Wednesday, 13 April 2011

Art-iculate: Michael Landy - Art World Portraits

Michael Landy, self-portrait, 2008 © National Portrait Gallery
One of my favourites among the prolific YBA’s is fame shirking Michael Landy - an artist whom I’ve written about several times for various editorials - whose newest exhibition Michael Landy: Art World Portraits is showing in room 40 of the National Portrait Gallery until 17th July and is absolutely free – just waiting for your perusal.

Grouped together for the first time, twelve pencil-drawn portraits are on display focusing on sitters taken from across the art world, many of personal significance to Landy himself, being fellow mover and shakers within the YBA movement of the mid ‘90s. The exhibition includes a self-portrait of Landy himself and eleven other portraits of Michael Craig-Martin, Norman Rosenthal, Charles Booth-Clibborn, Rachel Whiteread, Carl Freedman, Ian Davenport, Sarah Lucas, Maureen Paley, James Lingwood, Karsten Schubert and Gillian Wearing – Landy’s long-term partner.
Gillian Wearing by Michael Landy © Michael Landy / Courtesy the artist and Thomas Dane Gallery, London
Created as part of a larger project which lasted for over a period of almost a year in 2008, the Art World Portraits project saw Landy draw for eight hours a day, seven days a week, uncovering a perhaps obsessive desire to perfect his art. Whilst extremely gifted I perhaps underestimated the former YBA as a one-trick-pony in terms of creating thought-provoking personal and public large-scale installation pieces, clearly taking for granted that he might be a gifted natural artist, which shines through in this inspired exhibition.

Offering a way for Landy to reconnect with and spend time with the sitters whom had once had such an impact on his life/ career, the results are breathtaking and reveal an intimacy between the artist and sitters, underlined by an unequivocal desire for focus and perfection.
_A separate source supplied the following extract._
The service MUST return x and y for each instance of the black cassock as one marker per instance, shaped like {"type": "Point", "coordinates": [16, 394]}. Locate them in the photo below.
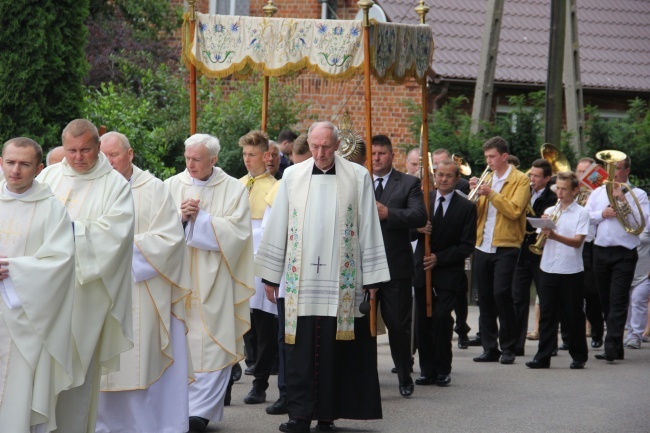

Always beginning with the sitter’s left eye, Landy likened his drawing process to making an inventory of the face, creating a series of closely observed works, presented without necks or shoulders, floating ethereally on the page.

What shone through most in the portraits for me was Landy’s extreme attention to detail, which was phenomenal, depicting the most perfectly detailed freckles, wispy hairs on and inside ears, stubble and all of the things that reflect age such as wrinkles and sunken eyes that a good photograph might even miss.
Whilst the works are simple creations born from pencil on paper, Landy leaves no stone unturned, creating light, calm and gentle portraits which are evidence of the his engagement with portraiture and his superior and perhaps often wasted skills as a draughtsman.